After, we found ourselves at the Temple of Heaven, which was a gorgeous place full of intricate, ancient detail that existed in a time where my ancestors were probably herding sheep with tree branches and mucking around in filth. I could feel the age of that place! My eyes couldn’t peel themselves off the vibrant color everywhere. To be honest, I was so taken by the aesthetic beauty and the quiet magic of the place, that in typical Kendal fashion I failed to actually learn facts that might interest you about the place. I got better as the trip went on so I could have something to relate.
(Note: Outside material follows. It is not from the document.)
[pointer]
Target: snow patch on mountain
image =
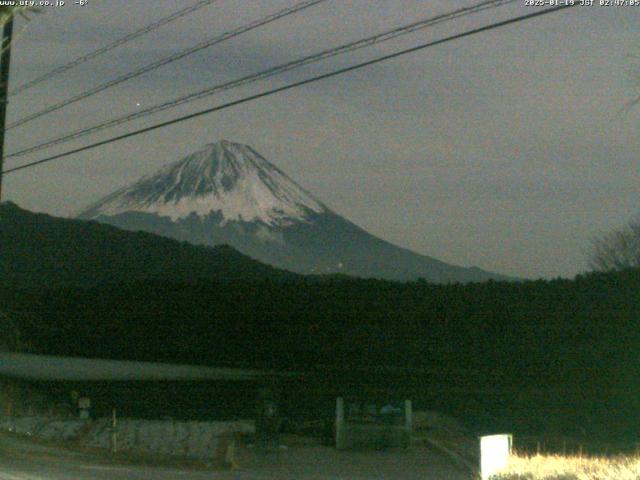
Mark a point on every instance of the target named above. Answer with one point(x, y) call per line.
point(226, 178)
What I do know, is that it was a temple for emperors and in the center of the property, there was a circular area where supposedly you could speak towards one end and the sound would come around behind you. While it was by no means crowded (It was a 3 star place), there were enough people to prevent me from experimenting with it. I also discovered that if you stand and take a picture of yourself, a bunch of Chinese tourists will take a picture of you. Actually, they will take pictures of you no matter where you are, provided you are in a place less than 4 stars.
I was dizzied by the sounds, colors, smells, and staring people and will leave this ever so brief account as satisfactory for Day 3. If you have any questions, no matter how seemingly silly, please ask. I felt that all I ever did in China was ask questions.